Python and NetCDF4 files

I have yet to find a satisfactory solution for making programmatic use of netCDF4 files (.nc files). I don’t think you’re supposed to be extracting data from them the way that I am, but I couldn’t find a method of going straight from netCDF4 to GeoDataFrame, and I’m beginning to suspect that my method isn’t as solid as I was hoping it would be (I’m completely ignoring coordinate reference systems and projection of coordinates, for example – always a safe bet when you’re drawing conclusions based on poor model performance, as we all are very much aware of, I’m sure!)

Would anybody care to save me the frustrating hours of Googling and point me to the proper libraries for an end-to-end .nc file → GeoDataFrame method in Python?
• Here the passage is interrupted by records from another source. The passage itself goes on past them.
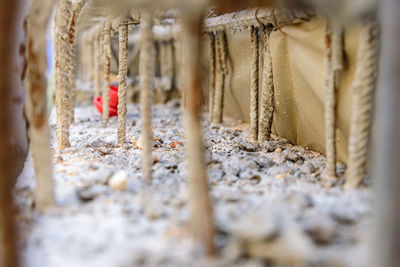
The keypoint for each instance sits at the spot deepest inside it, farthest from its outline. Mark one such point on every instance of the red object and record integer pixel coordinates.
(113, 105)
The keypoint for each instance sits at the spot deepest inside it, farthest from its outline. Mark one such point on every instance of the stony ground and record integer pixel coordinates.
(273, 204)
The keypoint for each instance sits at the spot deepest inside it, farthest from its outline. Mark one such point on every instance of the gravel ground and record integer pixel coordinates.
(273, 204)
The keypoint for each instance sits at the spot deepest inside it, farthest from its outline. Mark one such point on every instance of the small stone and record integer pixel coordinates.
(344, 215)
(257, 227)
(175, 144)
(293, 156)
(155, 159)
(247, 146)
(320, 228)
(89, 193)
(269, 147)
(119, 181)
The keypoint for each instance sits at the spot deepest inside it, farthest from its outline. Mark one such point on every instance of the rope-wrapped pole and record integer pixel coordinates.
(363, 96)
(220, 77)
(267, 94)
(202, 221)
(106, 70)
(97, 56)
(254, 85)
(212, 70)
(76, 11)
(146, 71)
(122, 79)
(333, 67)
(62, 17)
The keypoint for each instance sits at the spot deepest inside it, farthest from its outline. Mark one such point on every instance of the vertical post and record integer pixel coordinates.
(254, 86)
(62, 17)
(386, 167)
(76, 11)
(122, 79)
(146, 71)
(333, 67)
(212, 74)
(202, 221)
(363, 95)
(166, 62)
(220, 77)
(9, 30)
(106, 70)
(267, 94)
(36, 103)
(97, 56)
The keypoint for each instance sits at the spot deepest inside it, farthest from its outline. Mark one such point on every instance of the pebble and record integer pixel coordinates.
(257, 227)
(320, 228)
(119, 181)
(89, 193)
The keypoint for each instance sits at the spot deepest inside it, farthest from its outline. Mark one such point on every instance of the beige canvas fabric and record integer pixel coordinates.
(298, 67)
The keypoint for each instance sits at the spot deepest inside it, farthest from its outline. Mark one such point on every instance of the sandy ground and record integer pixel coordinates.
(273, 204)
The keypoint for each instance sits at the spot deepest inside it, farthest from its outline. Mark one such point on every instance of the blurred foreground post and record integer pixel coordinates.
(202, 220)
(61, 21)
(9, 32)
(387, 146)
(36, 103)
(76, 11)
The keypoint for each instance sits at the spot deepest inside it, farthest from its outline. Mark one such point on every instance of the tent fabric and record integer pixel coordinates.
(298, 67)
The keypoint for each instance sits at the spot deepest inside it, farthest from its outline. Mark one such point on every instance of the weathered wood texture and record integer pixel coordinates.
(8, 32)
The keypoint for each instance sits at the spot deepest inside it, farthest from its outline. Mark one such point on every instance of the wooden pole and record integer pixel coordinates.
(106, 70)
(212, 74)
(122, 79)
(254, 86)
(333, 67)
(36, 104)
(146, 71)
(202, 221)
(8, 47)
(97, 56)
(267, 106)
(76, 11)
(363, 99)
(62, 18)
(220, 77)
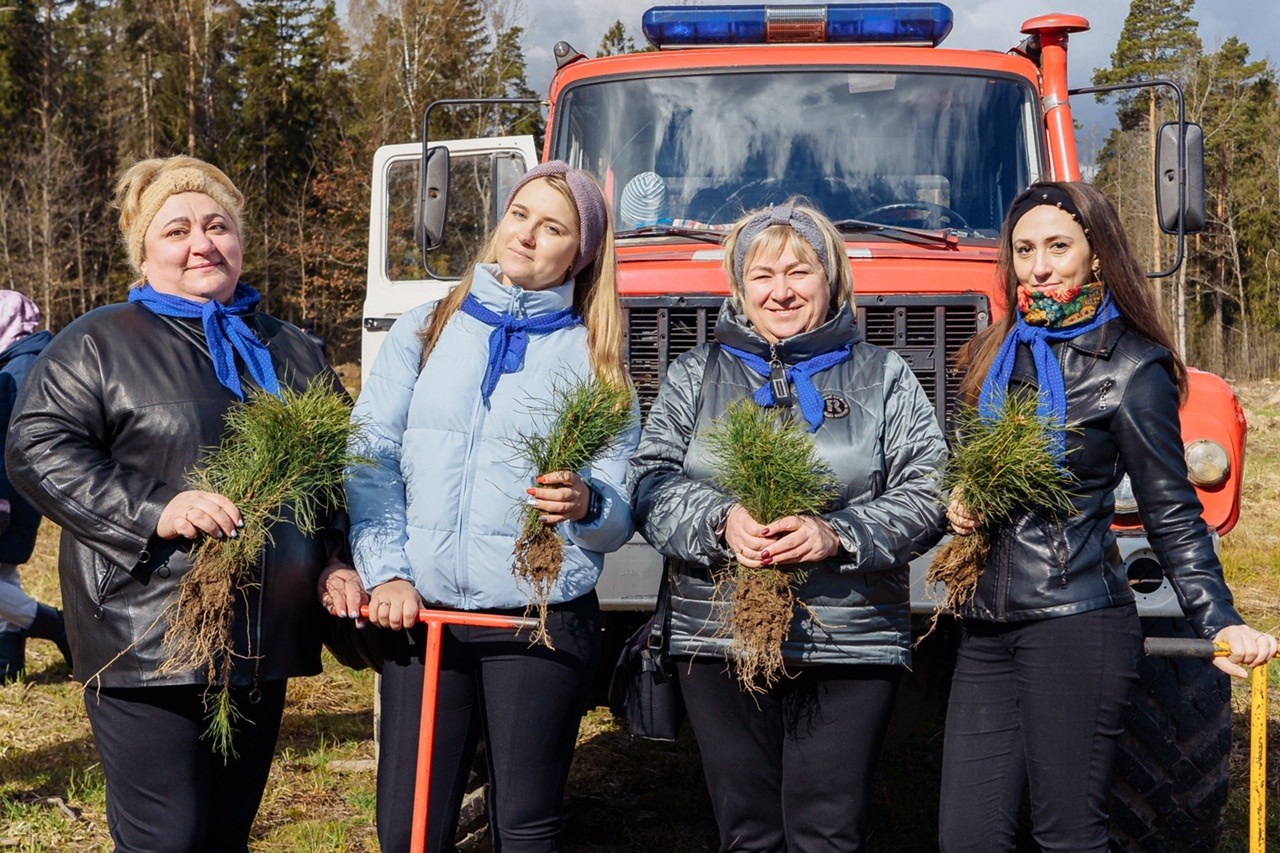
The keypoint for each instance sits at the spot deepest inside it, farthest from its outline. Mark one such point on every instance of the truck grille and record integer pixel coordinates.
(926, 331)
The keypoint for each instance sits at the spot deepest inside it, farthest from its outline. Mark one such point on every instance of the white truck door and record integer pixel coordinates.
(480, 172)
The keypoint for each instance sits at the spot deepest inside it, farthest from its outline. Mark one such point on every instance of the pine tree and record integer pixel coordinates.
(1157, 40)
(616, 41)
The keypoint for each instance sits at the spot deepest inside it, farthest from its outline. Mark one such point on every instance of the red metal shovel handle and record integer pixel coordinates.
(435, 620)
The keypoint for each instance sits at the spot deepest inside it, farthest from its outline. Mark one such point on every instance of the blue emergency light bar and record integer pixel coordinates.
(848, 23)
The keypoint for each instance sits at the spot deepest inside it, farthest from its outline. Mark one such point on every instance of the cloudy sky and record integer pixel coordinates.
(978, 24)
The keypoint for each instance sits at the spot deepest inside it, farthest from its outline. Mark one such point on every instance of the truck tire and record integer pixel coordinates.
(1170, 780)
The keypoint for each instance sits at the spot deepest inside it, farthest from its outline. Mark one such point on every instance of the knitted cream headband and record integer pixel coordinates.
(187, 178)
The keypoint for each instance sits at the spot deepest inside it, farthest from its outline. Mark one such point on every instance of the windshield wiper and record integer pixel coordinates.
(950, 237)
(667, 229)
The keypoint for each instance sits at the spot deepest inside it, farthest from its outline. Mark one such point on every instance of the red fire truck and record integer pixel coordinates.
(915, 151)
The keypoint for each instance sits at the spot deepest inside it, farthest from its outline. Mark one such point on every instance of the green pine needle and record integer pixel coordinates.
(280, 459)
(1000, 469)
(768, 464)
(586, 418)
(1002, 466)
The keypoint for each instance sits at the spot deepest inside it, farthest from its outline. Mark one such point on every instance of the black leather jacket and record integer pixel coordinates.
(1123, 404)
(112, 418)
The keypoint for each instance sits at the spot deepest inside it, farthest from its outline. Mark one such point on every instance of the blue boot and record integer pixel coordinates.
(49, 625)
(13, 658)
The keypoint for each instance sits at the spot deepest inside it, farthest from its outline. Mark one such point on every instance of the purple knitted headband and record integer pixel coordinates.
(592, 211)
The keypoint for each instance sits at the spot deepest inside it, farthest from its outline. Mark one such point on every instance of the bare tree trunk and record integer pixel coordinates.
(192, 64)
(147, 105)
(46, 160)
(1219, 284)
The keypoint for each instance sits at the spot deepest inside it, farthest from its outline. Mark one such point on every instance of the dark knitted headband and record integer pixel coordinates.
(799, 222)
(592, 213)
(1036, 196)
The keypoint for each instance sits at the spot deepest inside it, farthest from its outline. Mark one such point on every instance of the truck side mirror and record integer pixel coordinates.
(433, 197)
(1192, 213)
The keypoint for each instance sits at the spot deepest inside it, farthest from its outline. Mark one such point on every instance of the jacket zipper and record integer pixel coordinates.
(778, 383)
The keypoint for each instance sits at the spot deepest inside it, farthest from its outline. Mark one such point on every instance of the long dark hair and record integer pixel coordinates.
(1118, 267)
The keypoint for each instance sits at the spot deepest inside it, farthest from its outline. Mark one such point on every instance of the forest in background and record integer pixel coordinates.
(292, 100)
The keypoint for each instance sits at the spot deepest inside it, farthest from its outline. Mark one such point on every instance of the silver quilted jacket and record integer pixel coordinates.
(881, 438)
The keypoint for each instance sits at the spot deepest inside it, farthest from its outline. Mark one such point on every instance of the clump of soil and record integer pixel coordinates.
(759, 617)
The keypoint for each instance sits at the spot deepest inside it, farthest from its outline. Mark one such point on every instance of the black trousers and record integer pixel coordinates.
(167, 789)
(526, 701)
(1036, 707)
(790, 769)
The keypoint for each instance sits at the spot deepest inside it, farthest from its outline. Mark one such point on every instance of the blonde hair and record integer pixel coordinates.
(773, 240)
(595, 296)
(145, 186)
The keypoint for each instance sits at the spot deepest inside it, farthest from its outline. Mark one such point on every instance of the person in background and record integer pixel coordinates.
(1051, 639)
(644, 201)
(21, 615)
(790, 767)
(434, 520)
(117, 411)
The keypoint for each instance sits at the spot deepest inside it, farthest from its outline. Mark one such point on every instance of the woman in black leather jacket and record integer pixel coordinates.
(1051, 639)
(109, 422)
(790, 767)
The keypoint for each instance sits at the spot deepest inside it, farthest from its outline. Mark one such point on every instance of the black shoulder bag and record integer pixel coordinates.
(644, 689)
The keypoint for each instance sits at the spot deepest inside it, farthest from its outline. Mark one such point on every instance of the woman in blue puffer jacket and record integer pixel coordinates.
(434, 519)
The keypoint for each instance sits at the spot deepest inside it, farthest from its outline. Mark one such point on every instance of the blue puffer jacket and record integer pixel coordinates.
(440, 506)
(19, 539)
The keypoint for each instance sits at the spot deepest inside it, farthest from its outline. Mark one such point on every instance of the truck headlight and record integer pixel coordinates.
(1125, 502)
(1207, 463)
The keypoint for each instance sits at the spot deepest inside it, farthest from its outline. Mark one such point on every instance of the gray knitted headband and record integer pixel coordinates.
(592, 210)
(799, 222)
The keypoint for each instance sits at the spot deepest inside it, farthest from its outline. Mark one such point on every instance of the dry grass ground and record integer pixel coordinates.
(624, 796)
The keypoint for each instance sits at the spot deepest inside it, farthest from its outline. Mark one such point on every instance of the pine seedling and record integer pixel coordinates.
(1000, 469)
(768, 464)
(280, 457)
(586, 418)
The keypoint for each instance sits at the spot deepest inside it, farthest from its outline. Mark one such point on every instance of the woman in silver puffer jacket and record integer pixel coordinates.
(789, 766)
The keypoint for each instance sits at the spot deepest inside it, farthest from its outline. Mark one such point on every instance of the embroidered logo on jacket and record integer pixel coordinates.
(835, 406)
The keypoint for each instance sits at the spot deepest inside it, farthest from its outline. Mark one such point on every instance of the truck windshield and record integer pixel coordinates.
(937, 150)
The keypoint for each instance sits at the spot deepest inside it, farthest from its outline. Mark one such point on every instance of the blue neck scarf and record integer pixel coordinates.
(225, 333)
(799, 375)
(510, 337)
(1051, 395)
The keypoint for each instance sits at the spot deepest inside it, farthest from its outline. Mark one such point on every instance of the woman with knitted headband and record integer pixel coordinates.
(790, 765)
(110, 420)
(455, 386)
(1051, 637)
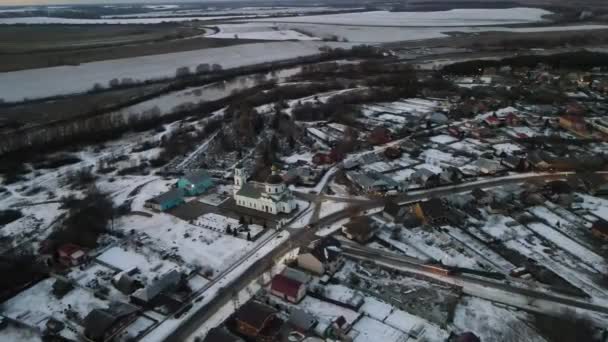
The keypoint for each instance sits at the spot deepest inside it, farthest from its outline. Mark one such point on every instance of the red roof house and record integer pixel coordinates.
(71, 254)
(379, 136)
(322, 158)
(288, 289)
(492, 121)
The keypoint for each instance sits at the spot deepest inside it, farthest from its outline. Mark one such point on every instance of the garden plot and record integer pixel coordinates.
(135, 329)
(305, 157)
(568, 215)
(34, 224)
(403, 247)
(439, 247)
(468, 145)
(481, 249)
(515, 237)
(388, 166)
(125, 258)
(194, 245)
(329, 207)
(402, 321)
(507, 148)
(456, 17)
(596, 206)
(443, 139)
(327, 312)
(95, 277)
(521, 132)
(35, 305)
(493, 323)
(370, 330)
(415, 326)
(557, 222)
(38, 83)
(570, 246)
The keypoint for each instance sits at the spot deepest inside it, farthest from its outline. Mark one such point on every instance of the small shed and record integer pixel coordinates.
(195, 183)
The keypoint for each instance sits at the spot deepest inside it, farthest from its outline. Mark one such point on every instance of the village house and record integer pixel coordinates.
(195, 183)
(322, 159)
(425, 178)
(600, 229)
(71, 255)
(379, 136)
(488, 166)
(288, 289)
(360, 229)
(258, 321)
(482, 197)
(166, 201)
(324, 257)
(272, 197)
(372, 181)
(301, 321)
(575, 124)
(514, 163)
(303, 175)
(157, 292)
(221, 334)
(433, 212)
(464, 337)
(102, 325)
I would recommend using xarray to open netcdfs as a dataset and do any geo-referencing (e.g., selecting data at specific lat/lons) and then converting to a data frame (ds.to_dataframe()) only when you’re done with your geo-referencing. xarray has great selection features for pulling data from specific dates/locations, so I would choose that over a geopandas data frame entirely. Hope this helps!

Hi @mmiron

If it still relevant. You can avoid getting data as dataframe but get numpy arrays. One of the fastest ways that I know is to use the rasterio library, which allows you to get the values for the desired polygon (geometry) in the form of a numpy array

from pathlib import Path

import numpy as np
import rasterio
from rasterio.mask import mask
from shapely.geometry import mapping

def extract_data_from_netcdf_file_as_mean_value(geometry, netcdf_file: Path):
    with rasterio.open(netcdf_file) as src:
        # Do not change into crop=True because the library somehow distort statistics
        out_image, _ = mask(src, geometry, crop=False, nodata=32767.0)
        # Lets assume that NetCDF file has only one matrix (it is not always the case!)
        clipped_matrix = out_image[0, :, :]
        # Here will be values from matrix in the poly
        filtered_values = np.ravel(clipped_matrix)[np.ravel(clipped_matrix) < 32766]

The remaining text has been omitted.